Guide to multi-node training with Intel® Distribution of Caffe*

This is an introduction to multi-node training with Intel® Distribution of Caffe* framework. All other pages related to multi-node in this wiki are supplementary and they are referred to in this guide. By the end of it, you should understand how multi-node training was implemented in Intel® Distribution of Caffe* and be able to train any topology yourself on a simple cluster. Basic knowledge of BVLC Caffe usage might be necessary to understand it fully. Also be sure to check out the performance optimization guidelines.

Introduction

To make the practical part of this guide more comprehensible, the instructions assume you have configured from scratch a cluster comprising 4 nodes. You will learn how to configure such a cluster, how to compile Intel® Distribution of Caffe*, how to run a training of a particular model, and how to verify the network actually have trained.

How it works

In case you are not interested in how multi-node in Intel® Distribution of Caffe* works and just want to run the training, please skip to the practical part chapter of this Wiki.
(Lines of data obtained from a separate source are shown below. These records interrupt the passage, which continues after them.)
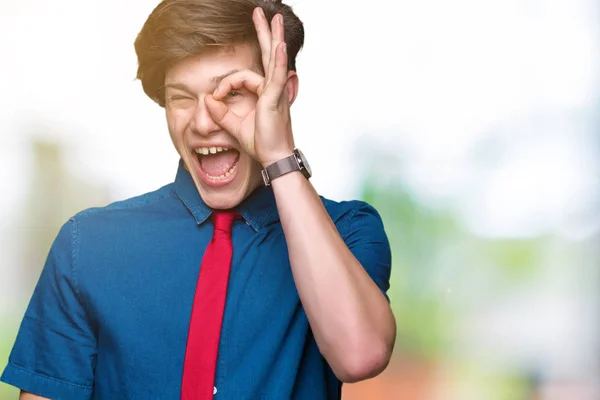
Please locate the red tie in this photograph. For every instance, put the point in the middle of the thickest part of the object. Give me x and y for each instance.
(207, 312)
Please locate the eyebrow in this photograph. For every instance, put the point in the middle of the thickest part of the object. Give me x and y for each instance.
(215, 80)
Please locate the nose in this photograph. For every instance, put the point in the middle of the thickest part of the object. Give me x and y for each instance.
(202, 122)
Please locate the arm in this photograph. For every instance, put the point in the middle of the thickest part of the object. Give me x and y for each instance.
(28, 396)
(350, 317)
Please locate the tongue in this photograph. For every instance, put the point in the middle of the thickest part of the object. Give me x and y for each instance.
(218, 164)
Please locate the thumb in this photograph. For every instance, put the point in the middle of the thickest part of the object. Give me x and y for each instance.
(222, 115)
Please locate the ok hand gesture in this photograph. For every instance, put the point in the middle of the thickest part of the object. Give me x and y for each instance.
(266, 132)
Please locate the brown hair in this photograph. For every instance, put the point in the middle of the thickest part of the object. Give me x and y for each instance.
(177, 29)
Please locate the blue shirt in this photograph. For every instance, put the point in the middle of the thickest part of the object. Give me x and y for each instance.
(110, 313)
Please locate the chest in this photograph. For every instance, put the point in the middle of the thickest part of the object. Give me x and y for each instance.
(146, 291)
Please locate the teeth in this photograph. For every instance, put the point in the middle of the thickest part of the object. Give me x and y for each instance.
(225, 175)
(210, 150)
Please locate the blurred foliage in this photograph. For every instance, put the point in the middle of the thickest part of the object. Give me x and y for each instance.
(433, 255)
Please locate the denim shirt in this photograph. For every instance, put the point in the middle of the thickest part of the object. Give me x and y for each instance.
(110, 313)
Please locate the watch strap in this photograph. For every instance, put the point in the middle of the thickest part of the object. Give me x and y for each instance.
(281, 167)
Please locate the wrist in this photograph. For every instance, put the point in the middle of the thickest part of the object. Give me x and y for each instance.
(285, 164)
(272, 159)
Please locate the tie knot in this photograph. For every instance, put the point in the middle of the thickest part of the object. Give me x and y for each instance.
(223, 220)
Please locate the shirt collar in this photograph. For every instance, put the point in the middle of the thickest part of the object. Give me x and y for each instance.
(258, 209)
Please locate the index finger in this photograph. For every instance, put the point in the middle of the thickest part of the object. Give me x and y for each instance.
(263, 33)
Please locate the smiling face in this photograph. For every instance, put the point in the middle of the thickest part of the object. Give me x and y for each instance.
(223, 173)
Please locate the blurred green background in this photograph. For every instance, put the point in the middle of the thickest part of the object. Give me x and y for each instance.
(472, 126)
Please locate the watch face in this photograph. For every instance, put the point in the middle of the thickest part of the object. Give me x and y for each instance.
(304, 162)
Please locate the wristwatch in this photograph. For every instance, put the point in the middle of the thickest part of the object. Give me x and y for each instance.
(295, 162)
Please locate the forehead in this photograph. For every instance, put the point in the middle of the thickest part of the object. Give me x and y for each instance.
(200, 71)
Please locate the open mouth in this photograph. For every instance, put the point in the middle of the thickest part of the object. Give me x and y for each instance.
(218, 164)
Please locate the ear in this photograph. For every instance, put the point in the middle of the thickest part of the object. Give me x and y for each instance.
(292, 86)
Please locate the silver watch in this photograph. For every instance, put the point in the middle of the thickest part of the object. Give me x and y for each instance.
(295, 162)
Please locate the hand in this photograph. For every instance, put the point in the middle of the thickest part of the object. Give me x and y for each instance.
(266, 132)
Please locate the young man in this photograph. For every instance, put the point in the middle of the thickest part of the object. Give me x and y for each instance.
(237, 280)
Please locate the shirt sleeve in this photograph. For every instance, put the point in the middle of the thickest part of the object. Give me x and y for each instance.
(366, 238)
(55, 350)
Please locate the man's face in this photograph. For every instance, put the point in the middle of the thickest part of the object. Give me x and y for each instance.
(223, 173)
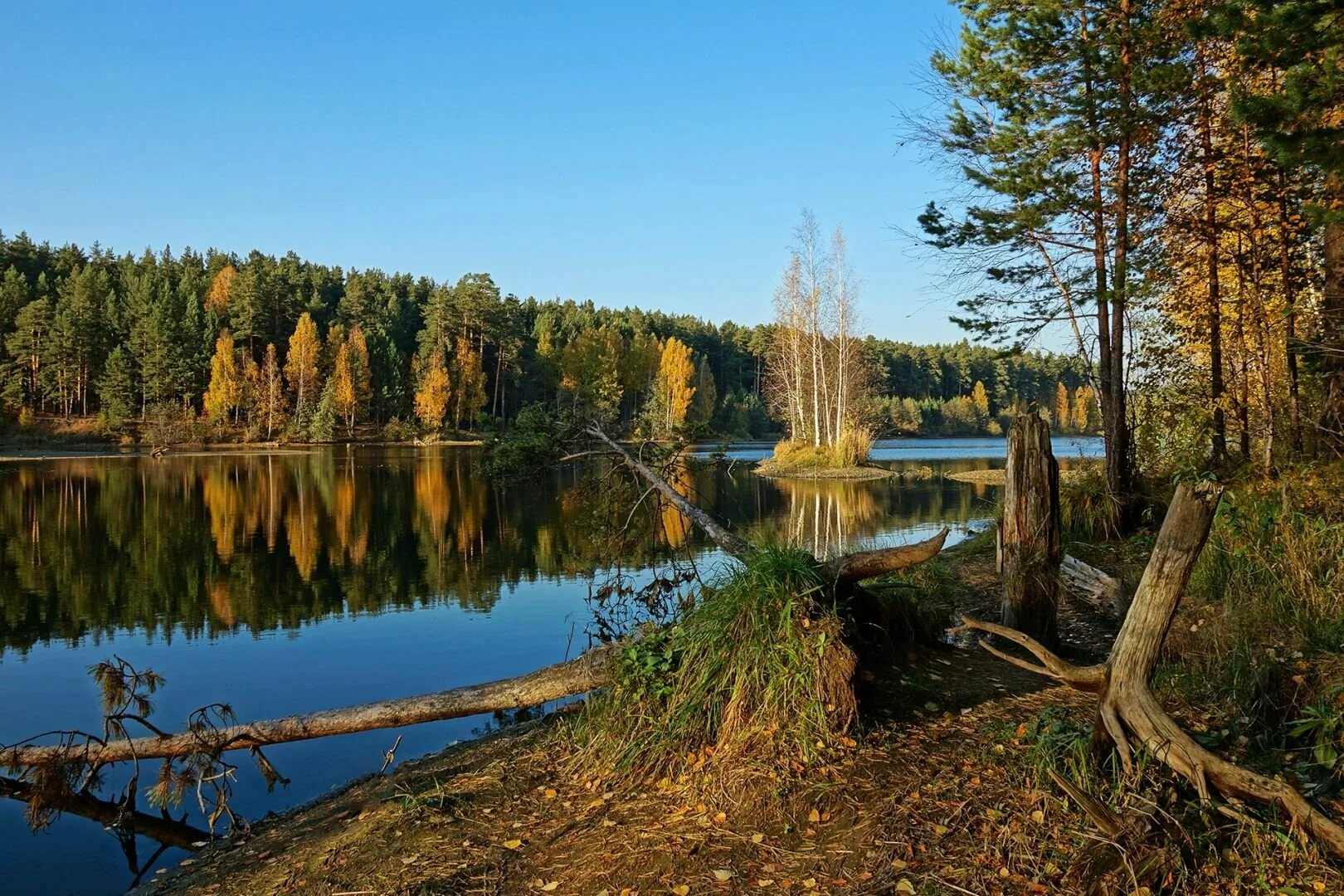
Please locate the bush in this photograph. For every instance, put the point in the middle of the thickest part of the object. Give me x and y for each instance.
(756, 672)
(397, 431)
(1262, 622)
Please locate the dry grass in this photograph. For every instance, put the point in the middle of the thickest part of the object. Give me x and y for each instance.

Intel® Distribution of Caffe* is designed for both single-node and multi-node operation. Here, the multi-node part is explained.

There are two general approaches to parallelization. Data parallelism and model parallelism. The approach used in Intel® Distribution of Caffe* is the data parallelism.

Data parallelism

The data parallelization technique runs training on different batches of data on each of the nodes. The data is split among all nodes but the same model is used. It means that the total batch size in a single iteration is equal to the sum of individual batch sizes of all nodes. For example a network is trained on 8 nodes. All of them have batch size of 128. The (total) batch size in a single iteration of the Stochastic Gradient Descent algorithm is 8*128=1024.

Intel® Distribution of Caffe* with MLSL average gradients of multi-node training by using Allreduce operation.

Distribution of data

One approach is to divide your training data set into disjoint subsets of roughly equal size. Distribute each subset into each node used for training. Run the multinode training with data layer prepared accordingly, which means either preparing separate proto configurations or placing each subset in exactly the same path for each node.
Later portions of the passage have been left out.